O presidente do TCE-PR, Ivens Linhares, destacou a relevância de colocar a sociedade civil no centro do processo fiscalizatório.
"Nós valorizamos muito o papel da sociedade como fiscalizadora do poder público. Dentro dessa fiscalização, o Tribunal quer ajudar, disponibilizando ferramentas, informações e orientações para que essa atuação seja verdadeiramente produtiva, construtiva e traga resultados", afirmou Linhares.

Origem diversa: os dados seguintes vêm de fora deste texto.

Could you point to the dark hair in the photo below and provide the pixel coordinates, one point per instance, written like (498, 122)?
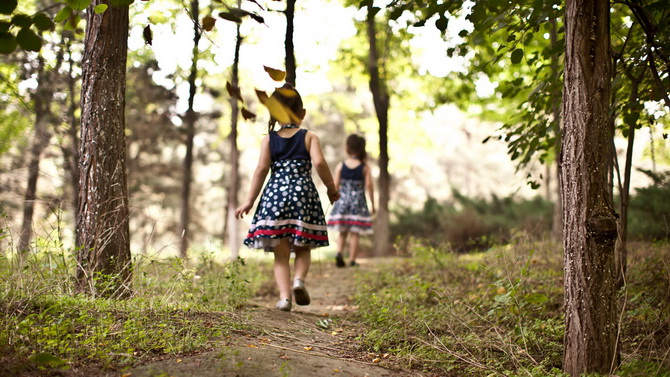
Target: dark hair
(356, 147)
(289, 97)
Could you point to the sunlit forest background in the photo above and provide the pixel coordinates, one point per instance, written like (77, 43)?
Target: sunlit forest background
(437, 158)
(475, 220)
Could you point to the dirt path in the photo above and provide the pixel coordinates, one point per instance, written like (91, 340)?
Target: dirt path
(314, 340)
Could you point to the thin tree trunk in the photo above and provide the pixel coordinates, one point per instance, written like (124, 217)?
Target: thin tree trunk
(557, 223)
(42, 104)
(39, 142)
(288, 42)
(233, 188)
(621, 252)
(102, 234)
(380, 96)
(590, 228)
(190, 134)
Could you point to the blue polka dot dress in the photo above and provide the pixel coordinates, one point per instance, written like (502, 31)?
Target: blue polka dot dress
(350, 213)
(290, 206)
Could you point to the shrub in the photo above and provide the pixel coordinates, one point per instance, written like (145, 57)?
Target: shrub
(472, 224)
(649, 209)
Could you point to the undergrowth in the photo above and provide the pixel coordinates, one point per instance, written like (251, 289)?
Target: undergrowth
(499, 312)
(175, 309)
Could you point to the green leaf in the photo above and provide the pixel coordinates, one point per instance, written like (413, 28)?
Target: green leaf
(22, 21)
(8, 6)
(208, 23)
(121, 3)
(78, 4)
(28, 40)
(72, 22)
(517, 56)
(230, 17)
(63, 14)
(441, 24)
(100, 8)
(42, 22)
(7, 43)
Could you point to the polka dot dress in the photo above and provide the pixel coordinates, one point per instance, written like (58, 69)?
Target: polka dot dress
(350, 213)
(290, 206)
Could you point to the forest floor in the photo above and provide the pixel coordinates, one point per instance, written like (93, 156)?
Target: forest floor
(314, 340)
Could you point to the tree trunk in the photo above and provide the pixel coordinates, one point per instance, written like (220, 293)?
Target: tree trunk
(190, 119)
(72, 131)
(102, 235)
(288, 42)
(41, 137)
(234, 187)
(590, 230)
(380, 97)
(621, 252)
(557, 223)
(42, 99)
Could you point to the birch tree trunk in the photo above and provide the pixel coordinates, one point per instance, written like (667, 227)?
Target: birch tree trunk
(234, 187)
(102, 235)
(190, 118)
(590, 227)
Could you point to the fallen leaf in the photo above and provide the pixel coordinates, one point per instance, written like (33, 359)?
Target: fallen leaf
(275, 74)
(208, 23)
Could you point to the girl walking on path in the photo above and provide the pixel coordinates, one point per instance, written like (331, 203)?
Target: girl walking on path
(350, 215)
(289, 216)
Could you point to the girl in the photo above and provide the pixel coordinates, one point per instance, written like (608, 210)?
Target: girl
(350, 216)
(289, 216)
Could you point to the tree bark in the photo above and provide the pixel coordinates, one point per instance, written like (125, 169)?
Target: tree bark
(102, 235)
(234, 186)
(190, 118)
(288, 42)
(380, 97)
(557, 224)
(590, 228)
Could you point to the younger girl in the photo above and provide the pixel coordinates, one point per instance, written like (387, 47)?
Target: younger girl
(350, 215)
(289, 216)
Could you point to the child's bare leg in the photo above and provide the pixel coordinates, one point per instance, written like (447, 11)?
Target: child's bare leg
(353, 246)
(303, 259)
(282, 269)
(341, 240)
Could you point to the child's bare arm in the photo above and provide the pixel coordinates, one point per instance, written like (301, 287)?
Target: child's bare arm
(369, 186)
(260, 173)
(338, 175)
(316, 154)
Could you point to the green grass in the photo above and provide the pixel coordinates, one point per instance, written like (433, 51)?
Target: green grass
(499, 312)
(175, 309)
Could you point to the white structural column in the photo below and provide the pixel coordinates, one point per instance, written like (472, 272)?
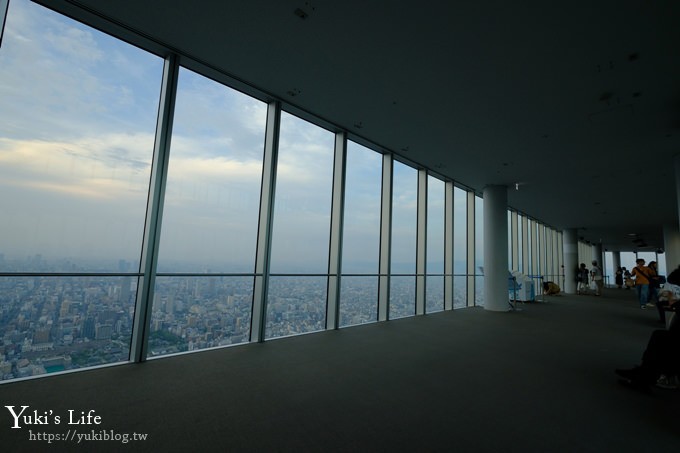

Foco na Sociedade Civil e Engajamento
De acordo com a presidência do órgão, a atuação do TCE-PR se divide tradicionalmente em três frentes principais:
Servidores municipais, por meio de orientações diretas sobre gestão pública;
Câmara de Vereadores, que detém o papel constitucional de fiscalizar o Poder Executivo;
Sociedade organizada, com foco especial em observatórios sociais e nos conselhos municipais.
No evento de Pato Branco, o foco central foi o engajamento da comunidade por meio dos conselhos locais de áreas cruciais, como Saúde, Educação e Assistência Social. O objetivo do tribunal é impulsionar a capacitação desses membros para ampliar a participação popular de forma técnica e consciente.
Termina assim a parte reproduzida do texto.